Pour un plus ample exposé des faits, de la procédure et des prétentions des parties, la cour se réfère à leurs conclusions visées par le greffe et développées lors de l’audience ainsi qu’à la décision entreprise.
Une ordonnance du 30 septembre 2024 a clôturé l’instruction de la procédure. L’affaire a été plaidée à l’audience du 15 octobre 2024.
Motifs de la décision
— Sur la clause de répartition des charges d’entretien des ascenseurs
Aux termes de l’article 10 de la loi du 10 juillet 1965 fixant le statut de la copropriété, dans sa rédaction issue de la loi 2014-366 du 24 mars 2014, applicable au présent litige, 'les copropriétaires sont tenus de participer aux charges entraînées par les services collectifs et les éléments d’équipement commun en fonction de l’utilité que ces services et éléments présentent à l’égard de chaque lot. Ils sont tenus de participer aux charges relatives à la conservation, à l’entretien et à l’administration des parties communes et de verser au fonds de travaux mentionné à l’article 14-2 la cotisation prévue au même article, proportionnellement aux valeurs relatives des parties privatives comprises dans leurs lots, telles que ces valeurs résultent des dispositions de l’article 5.Le règlement de copropriété fixe la quote-part afférente à chaque lot dans chacune des catégories de charges'.
Ce texte opère ainsi une distinction entre, d’une part, les charges dites spéciales, entraînées par les services collectifs et les éléments d’équipement commun, qui sont réparties en fonction de l’utilité que ces services et éléments présentent à l’égard de chaque lot, et, d’autre part, les charges dites générales, relatives à la conservation, à l’entretien et à l’administration des parties communes, qui sont réparties en fonction des valeurs relatives des parties privatives comprises dans les lots de chacun des copropriétaires.

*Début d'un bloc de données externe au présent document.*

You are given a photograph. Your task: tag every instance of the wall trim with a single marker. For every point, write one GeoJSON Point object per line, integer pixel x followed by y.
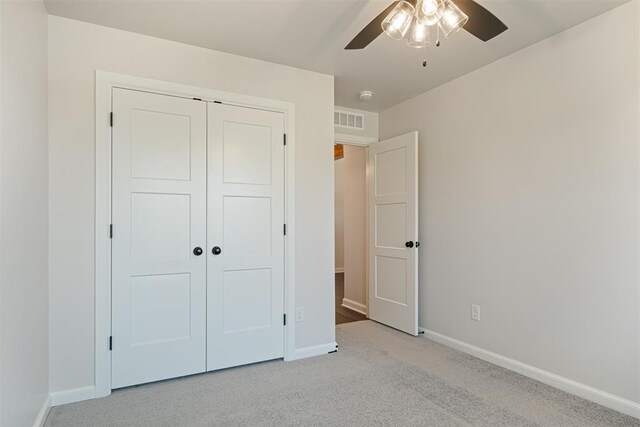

Il est constant en l’espèce que les charges d’entretien des ascenseurs de la copropriété relèvent de la première de ces deux catégories, de sorte qu’elles doivent être réparties en fonction de l’utilité qu’elles présentent pour chacun des lots.
Par ailleurs, bien que la notion d’utilité objective n’ait été expressément introduite à l’article 10 de la loi du 10 juillet 1965 que de manière postérieure à l’assemblée générale du 4 avril 2018, elle était auparavant consacrée par une jurisprudence constante, de sorte que c’est bien l’utilisation potentielle et non effective de l’équipement considéré qui doit être prise en compte pour déterminer la répartition des charges (voir sur ce point notamment Cass. 3è civ., 26 octobre 1983, pour la situation d’un copropriétaire qui se désolidarise du système de chauffage mais doit continuer de participer aux charges qui en découlent alors même qu’il n’a plus la faculté d’utiliser cet équipement).
Ainsi, est utile à un copropriétaire un service ou un équipement qui dessert le lot. Donc, si un équipement dessert un lot, il est considéré comme étant utile à celui-ci. Ce n’est donc pas l’usage effectif d’un équipement qui définit les charges dont un copropriétaire est redevable, mais le point de savoir si son lot est desservi par cet équipement.
Dans le cadre du présent litige, il appartient à M. [J], sur lequel repose la charge probatoire, de démontrer que la clause de répartition des charges d’ascenseur stipulée à l’article 17 du chapitre VIII du règlement de copropriété ne serait pas conforme au critère d’utilité objective prévu par la loi.
Cette clause prévoit que les charges d’entretien des ascenseurs sont réparties entre les copropriétaires, pour le bâtiment II, au tableau II, colonne H, annexé au règlement de copropriété, lequel indique des tantièmes de 1226 pour le lot n°473 dont l’appelant est propriétaire.
Cette stipulation contractuelle est dépourvue de la moindre ambiguïté et ne saurait donner lieu à la moindre interprétation.
Par ailleurs, M. [J] n’apporte dans ses écritures aucun élément qui serait susceptible de rapporter la preuve que la répartition des charges spéciales d’ascenseur qui se trouve ainsi stipulée entre les copropriétaires du bâtiment II ne respecterait pas le critère d’utilité objective que cet équipement présente pour chacun des lots considérés. Au contraire, la clé de répartition opérée en fonction de l’étage apparaît entièrement conforme à ce critère, ce qui est bien le cas en l’espèce, puisque les appartements situés à des étages différents se sont vus attribuer des tantièmes différents, et que les appartements situés au 5ème étage, ayant une surface similaire, se sont vus attribuer les mêmes tantièmes.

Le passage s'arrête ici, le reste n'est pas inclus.